The Invisible Children organization is back and going strong, showing a documentary across the country, including its founding city, San Diego, in order to increase students involvement in their organization.
PLNU’s Invisible Children (IC) Club promotions drew about 60 students to the ARC Nov. 4 as “roadies,” volunteer IC representatives, showed the nonprofit’s documentary, “The Rescue.”
The film explained the history of IC and their mission to stop Joseph Kony and the Lord’s Resistance Army (LRA), while also providing updates on what has already been accomplished. Afterwards, a roadie from Uganda shared her story, and students asked questions about the organization. At the end of the evening, students were challenged to create a fundraising page on an available laptop to support IC in their mission to bring LRA child soldiers home.
“I’ve seen the film 40 to 45 times, and different parts re-give you the motivation of why you’re here,” IC roadie Caroline Garcia said. “I hope the first time people will be watching it, they’ll be inspired not just to listen but to do something about it.”
Students can get involved by raising awareness through social media, purchasing IC merchandise, or joining the IC club on campus. According to club president Christina Issa, the club is planning fundraisers, a beach cleanup, a tour of the IC offices, and a spring benefit concert at OB1 church. The documentary screenings were meant to promote awareness of IC on campus.
“I hoped that people who came would leave with more knowledge than they had at the beginning of the night,” Issa said via email. “Through the clips the roadies showed and the Q&A session, I feel that that was accomplished. I think the event went well and I’m excited there was a great turnout!”
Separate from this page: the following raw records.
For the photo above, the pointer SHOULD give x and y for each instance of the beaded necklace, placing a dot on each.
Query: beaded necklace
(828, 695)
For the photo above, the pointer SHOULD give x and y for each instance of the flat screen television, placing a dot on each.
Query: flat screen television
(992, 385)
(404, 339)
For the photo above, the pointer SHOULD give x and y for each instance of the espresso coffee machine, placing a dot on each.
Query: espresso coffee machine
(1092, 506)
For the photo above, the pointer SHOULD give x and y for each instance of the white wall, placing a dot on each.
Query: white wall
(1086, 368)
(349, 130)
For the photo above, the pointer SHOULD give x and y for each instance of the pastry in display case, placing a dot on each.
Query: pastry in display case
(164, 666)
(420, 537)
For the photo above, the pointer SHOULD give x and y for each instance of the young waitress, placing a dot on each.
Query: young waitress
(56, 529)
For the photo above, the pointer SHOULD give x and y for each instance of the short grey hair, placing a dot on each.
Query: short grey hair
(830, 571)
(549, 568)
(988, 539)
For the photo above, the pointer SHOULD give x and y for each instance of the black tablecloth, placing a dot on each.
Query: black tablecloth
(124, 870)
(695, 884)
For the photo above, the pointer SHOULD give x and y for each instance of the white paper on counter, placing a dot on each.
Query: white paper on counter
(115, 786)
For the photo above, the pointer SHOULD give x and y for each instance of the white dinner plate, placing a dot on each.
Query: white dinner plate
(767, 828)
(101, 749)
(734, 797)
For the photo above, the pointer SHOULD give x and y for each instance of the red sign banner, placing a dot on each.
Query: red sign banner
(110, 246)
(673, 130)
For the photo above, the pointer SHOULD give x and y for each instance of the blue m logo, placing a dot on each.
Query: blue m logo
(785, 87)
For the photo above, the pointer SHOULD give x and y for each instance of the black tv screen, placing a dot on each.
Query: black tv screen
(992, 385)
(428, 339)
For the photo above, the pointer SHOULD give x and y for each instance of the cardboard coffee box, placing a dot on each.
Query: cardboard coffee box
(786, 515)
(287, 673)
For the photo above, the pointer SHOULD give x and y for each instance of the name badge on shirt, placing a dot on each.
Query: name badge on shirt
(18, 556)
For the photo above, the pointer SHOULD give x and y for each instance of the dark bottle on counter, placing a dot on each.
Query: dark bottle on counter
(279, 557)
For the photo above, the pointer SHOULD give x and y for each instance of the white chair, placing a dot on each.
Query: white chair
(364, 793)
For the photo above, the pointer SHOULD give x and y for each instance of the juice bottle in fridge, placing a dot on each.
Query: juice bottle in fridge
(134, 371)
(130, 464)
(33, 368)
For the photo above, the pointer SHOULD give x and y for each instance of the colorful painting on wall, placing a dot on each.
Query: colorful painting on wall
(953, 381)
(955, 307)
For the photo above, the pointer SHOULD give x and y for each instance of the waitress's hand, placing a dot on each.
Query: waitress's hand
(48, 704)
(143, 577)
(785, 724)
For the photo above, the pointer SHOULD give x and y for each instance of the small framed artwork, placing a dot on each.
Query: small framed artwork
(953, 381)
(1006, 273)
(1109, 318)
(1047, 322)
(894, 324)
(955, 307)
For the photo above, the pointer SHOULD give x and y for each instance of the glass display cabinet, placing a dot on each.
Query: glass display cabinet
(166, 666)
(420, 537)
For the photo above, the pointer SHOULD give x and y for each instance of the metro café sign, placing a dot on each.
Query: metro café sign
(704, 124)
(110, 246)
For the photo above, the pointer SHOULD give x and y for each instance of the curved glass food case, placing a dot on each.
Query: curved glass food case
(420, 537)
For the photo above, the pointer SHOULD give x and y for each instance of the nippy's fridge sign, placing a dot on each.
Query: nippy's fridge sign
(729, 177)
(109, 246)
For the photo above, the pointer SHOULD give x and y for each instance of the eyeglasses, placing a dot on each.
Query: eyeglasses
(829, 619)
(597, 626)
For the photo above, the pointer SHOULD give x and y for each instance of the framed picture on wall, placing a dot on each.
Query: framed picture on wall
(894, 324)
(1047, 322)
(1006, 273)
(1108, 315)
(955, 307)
The event was part of the roadies’ tour to fundraise and increase awareness throughout the country. IC’s current focus is their #zeroLRA campaign. According to a Washington Post article last month, this 10-week campaign focuses on fundraising to help the 140 captive women and 72 children escape the LRA. Their slogan is “Stand for nothing [no child soldiers, no killing, no war], celebrate everything [every escape, every name, every life].”
IC was founded in 2004, and since then, the LRA has moved from Uganda into the Democratic Republic of Congo, the Central African Republic, and South Sudan. Last year, their Kony 2012 video went viral with over 98 million Youtube views, aiming to make Kony infamous and bring him to justice. After the widespread attention, of both support and criticism, IC still works to end the conflict.
According to their website, IC uses a four-part model to address the conflict: media, mobilization, protection and recovery. They raise awareness and inspire American youth to action, while also providing support to LRA victims and working with political leaders around the world to bring the war to an end.
Club Vice President Monique Gonzalez said seeing the hurt of these child soldiers is enough to motivate her to get involved with Invisible Children and do more.
“Every time I watch an Invisible Children documentary, I always cry,” Gonzalez said. “I always feel the struggle that these children are going through, and I feel inspired to help them.”